For a BluRay player look for the Panasonic DMP lineup. For the price they can not be beat. The upconversion is on par or better than the PS3 and can be found for around $120 in Canada for the BD60, The PS3 is another option "if" your a gamer or the Oppo BD83 is another great option but a little pricey.


----------



## Prof. (Oct 20, 2006)

Tony,

What is the loading speed like on the BD60?
My Samsung is horribly slow and it's starting to really tick me off!


----------



## MatrixDweller (Jul 24, 2007)

The new Sony line-up is supposed load faster than its previous generation and supports SACD and DLNA streaming. The 370 is not too expensive and the 470 and above are 3D capable.


----------



## tonyvdb (Sep 5, 2007)

Prof. said:


> Tony,
> 
> What is the loading speed like on the BD60?
> My Samsung is horribly slow and it's starting to really tick me off!


Its fairly average, I dont use the standby quick startup feature as it draws a bit more power but it then loads about twice as fast. Most BluRay movies are playing the movie in about 35-45 seconds in the normal mode I use (lots faster than my previous Samsung BDP1400).


----------



## Prof. (Oct 20, 2006)

Thanks guys...I read a review yesterday on the BD60, comparing the load time to the Samsung BDP 4600..It did it in 17 seconds! compared to the BD60 at about 45 seconds!
It seems the quality of the up-conversion on the BD60 is outstanding for a player at that price level..which really appeals to me..I guess you can't have everything in that price range!


----------



## FREE1543 (Jul 16, 2010)

Bdp 4600 is the better choice


----------



## tonyvdb (Sep 5, 2007)

Prof. said:


> Thanks guys...I read a review yesterday on the BD60, comparing the load time to the Samsung BDP 4600..It did it in 17 seconds! compared to the BD60 at about 45 seconds!
> It seems the quality of the up-conversion on the BD60 is outstanding for a player at that price level..which really appeals to me..I guess you can't have everything in that price range!

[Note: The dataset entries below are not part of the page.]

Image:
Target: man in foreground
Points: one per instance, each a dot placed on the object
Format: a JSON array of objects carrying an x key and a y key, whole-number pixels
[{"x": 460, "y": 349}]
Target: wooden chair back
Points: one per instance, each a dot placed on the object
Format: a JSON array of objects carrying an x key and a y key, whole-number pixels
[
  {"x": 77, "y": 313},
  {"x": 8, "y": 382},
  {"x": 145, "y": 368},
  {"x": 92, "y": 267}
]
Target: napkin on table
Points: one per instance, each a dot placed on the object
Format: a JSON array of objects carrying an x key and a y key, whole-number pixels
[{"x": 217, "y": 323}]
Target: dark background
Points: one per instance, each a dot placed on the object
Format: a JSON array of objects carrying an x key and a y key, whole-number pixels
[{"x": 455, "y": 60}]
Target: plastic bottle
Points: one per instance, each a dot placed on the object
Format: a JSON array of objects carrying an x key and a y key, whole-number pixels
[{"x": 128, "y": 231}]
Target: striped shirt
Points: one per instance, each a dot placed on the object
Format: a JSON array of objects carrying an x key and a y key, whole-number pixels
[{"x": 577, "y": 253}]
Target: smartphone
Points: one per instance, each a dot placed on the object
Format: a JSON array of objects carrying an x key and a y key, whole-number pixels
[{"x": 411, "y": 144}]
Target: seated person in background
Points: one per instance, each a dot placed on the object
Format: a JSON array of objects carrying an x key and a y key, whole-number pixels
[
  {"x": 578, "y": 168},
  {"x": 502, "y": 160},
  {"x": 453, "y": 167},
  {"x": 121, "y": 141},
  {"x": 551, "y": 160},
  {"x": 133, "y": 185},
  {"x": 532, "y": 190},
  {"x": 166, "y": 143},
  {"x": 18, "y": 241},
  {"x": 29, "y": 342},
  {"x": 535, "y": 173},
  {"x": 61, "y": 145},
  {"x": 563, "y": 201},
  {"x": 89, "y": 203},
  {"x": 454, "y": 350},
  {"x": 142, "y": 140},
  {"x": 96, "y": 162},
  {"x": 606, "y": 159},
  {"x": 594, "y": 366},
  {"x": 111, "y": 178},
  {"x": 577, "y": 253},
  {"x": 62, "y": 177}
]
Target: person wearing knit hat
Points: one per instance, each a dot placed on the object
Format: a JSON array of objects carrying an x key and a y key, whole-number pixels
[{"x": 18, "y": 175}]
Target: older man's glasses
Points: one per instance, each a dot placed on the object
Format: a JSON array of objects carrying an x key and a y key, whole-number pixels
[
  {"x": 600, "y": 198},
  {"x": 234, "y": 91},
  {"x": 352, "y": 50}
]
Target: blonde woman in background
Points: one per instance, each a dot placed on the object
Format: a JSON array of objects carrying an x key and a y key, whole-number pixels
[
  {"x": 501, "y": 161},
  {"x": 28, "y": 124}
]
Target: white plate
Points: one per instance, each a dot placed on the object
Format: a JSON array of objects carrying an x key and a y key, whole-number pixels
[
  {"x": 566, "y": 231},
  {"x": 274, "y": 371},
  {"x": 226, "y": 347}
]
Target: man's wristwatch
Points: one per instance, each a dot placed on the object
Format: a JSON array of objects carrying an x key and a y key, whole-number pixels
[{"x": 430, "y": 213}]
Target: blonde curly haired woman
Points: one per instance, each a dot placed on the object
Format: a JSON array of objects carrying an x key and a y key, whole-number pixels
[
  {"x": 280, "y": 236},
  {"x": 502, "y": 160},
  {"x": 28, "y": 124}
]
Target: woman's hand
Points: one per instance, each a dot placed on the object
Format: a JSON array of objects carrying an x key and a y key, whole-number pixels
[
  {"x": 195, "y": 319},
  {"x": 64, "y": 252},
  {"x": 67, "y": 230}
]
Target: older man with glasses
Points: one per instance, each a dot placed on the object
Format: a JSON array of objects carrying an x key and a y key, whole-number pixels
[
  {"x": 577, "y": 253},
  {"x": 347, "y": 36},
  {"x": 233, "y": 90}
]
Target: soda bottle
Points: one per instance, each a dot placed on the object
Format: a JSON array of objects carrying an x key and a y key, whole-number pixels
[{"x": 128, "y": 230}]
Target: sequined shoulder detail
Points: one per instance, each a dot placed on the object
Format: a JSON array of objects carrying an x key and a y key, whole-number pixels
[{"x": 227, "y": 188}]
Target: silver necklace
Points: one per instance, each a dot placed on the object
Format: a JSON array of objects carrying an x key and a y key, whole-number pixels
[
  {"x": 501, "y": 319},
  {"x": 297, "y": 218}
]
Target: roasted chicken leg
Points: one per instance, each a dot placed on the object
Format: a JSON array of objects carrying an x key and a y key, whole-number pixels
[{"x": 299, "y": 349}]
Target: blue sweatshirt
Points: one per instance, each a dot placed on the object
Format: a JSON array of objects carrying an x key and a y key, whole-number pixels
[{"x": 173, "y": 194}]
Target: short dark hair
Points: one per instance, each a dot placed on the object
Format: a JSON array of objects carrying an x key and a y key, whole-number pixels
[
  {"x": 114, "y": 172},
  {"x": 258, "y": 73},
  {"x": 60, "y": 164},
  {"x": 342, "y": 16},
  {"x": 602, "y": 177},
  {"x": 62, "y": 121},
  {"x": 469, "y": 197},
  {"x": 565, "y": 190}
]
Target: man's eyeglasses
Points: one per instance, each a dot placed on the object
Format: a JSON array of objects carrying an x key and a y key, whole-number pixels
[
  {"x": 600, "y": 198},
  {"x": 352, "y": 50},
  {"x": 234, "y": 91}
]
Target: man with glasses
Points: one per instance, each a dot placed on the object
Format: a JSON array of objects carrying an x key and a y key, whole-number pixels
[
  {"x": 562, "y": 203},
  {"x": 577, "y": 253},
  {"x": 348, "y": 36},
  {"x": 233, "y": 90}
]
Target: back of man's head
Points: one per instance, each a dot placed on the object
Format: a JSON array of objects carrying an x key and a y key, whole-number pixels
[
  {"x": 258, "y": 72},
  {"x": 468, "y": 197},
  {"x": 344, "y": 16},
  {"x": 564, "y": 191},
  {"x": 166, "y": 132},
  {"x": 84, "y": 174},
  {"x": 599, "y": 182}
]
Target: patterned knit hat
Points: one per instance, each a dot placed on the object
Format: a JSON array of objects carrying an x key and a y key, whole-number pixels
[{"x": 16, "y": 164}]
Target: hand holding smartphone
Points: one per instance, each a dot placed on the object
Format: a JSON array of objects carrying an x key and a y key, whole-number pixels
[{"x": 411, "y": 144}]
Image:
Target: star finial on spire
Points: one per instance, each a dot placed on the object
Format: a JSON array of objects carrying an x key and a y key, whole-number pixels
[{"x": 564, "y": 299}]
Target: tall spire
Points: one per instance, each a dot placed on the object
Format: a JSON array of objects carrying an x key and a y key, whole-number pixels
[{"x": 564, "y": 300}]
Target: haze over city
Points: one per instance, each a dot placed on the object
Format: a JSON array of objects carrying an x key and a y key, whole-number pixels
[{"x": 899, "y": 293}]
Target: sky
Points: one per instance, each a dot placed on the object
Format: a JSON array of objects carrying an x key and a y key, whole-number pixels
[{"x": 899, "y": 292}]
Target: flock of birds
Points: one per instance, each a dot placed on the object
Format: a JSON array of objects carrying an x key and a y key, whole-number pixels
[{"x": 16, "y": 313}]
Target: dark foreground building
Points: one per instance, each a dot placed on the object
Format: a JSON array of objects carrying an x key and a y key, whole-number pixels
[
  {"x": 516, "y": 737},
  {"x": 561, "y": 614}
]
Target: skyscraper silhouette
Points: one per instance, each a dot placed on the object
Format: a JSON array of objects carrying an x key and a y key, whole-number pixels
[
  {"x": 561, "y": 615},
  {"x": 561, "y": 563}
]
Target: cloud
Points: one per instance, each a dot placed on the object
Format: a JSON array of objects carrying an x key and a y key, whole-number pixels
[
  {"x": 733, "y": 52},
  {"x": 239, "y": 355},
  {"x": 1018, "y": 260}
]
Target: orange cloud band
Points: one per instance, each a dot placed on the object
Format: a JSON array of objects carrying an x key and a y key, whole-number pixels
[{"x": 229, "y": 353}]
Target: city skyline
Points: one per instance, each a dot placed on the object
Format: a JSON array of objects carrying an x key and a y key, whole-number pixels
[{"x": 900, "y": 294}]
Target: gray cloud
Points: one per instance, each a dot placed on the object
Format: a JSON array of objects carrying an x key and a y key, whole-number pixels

Keep in mind that the Panasonic BD65 (the BD60s replacement) is out now so it uses the same components and may load faster.


----------



## Prof. (Oct 20, 2006)

Thanks guys..I'll look into both of those..


----------



## Cory'sHTBuild (Jul 11, 2010)

OKAY, I am sooooo close to posting pictures of my finished product. Basement is about 90% complete and i started to hook up the TV and Receiver today. however, i've hit a stumbling block. Please keep in mind i have the speakers wire run but not hooked up to Pioneer receiver yet but still have a problem.....

I have a pre wired HDMI cable that i hooked up to the TV. This cable goes right to the Pioneer receiver. I then hooked up my Bell box (satellite TV) and ran a HDMI cable to the Pioneer receiver. I wanted to make sure everything worked.

Well, i have picture but no AUDIO??? Am i missing something here? and please, please don't say i have to run another wire to the TV as i'm not sure i can fish behind the wall but can try.

ANY advice would be extremely appreciated.

thanks
cory


----------



## MatrixDweller (Jul 24, 2007)

What's the model number of the Pioneer receiver? 

You might have to specify either in the AVR or Satellite Box's settings where the audio is coming/go from/to and from which type of source. I'd monkey around with the settings.


----------



## Cory'sHTBuild (Jul 11, 2010)

need 2 more posts to post link


----------



## Cory'sHTBuild (Jul 11, 2010)

last one.


----------



## Cory'sHTBuild (Jul 11, 2010)

link not working.
receiver is Pioneer 5.1 Channel HDMI 3D Home Theatre Receiver (VSX-520-K) 

any suggestions?


----------



## Prof. (Oct 20, 2006)

Firstly, check that Kuro is turned off in your receiver and then check in Audio Parameters that it's set to HDMI..


----------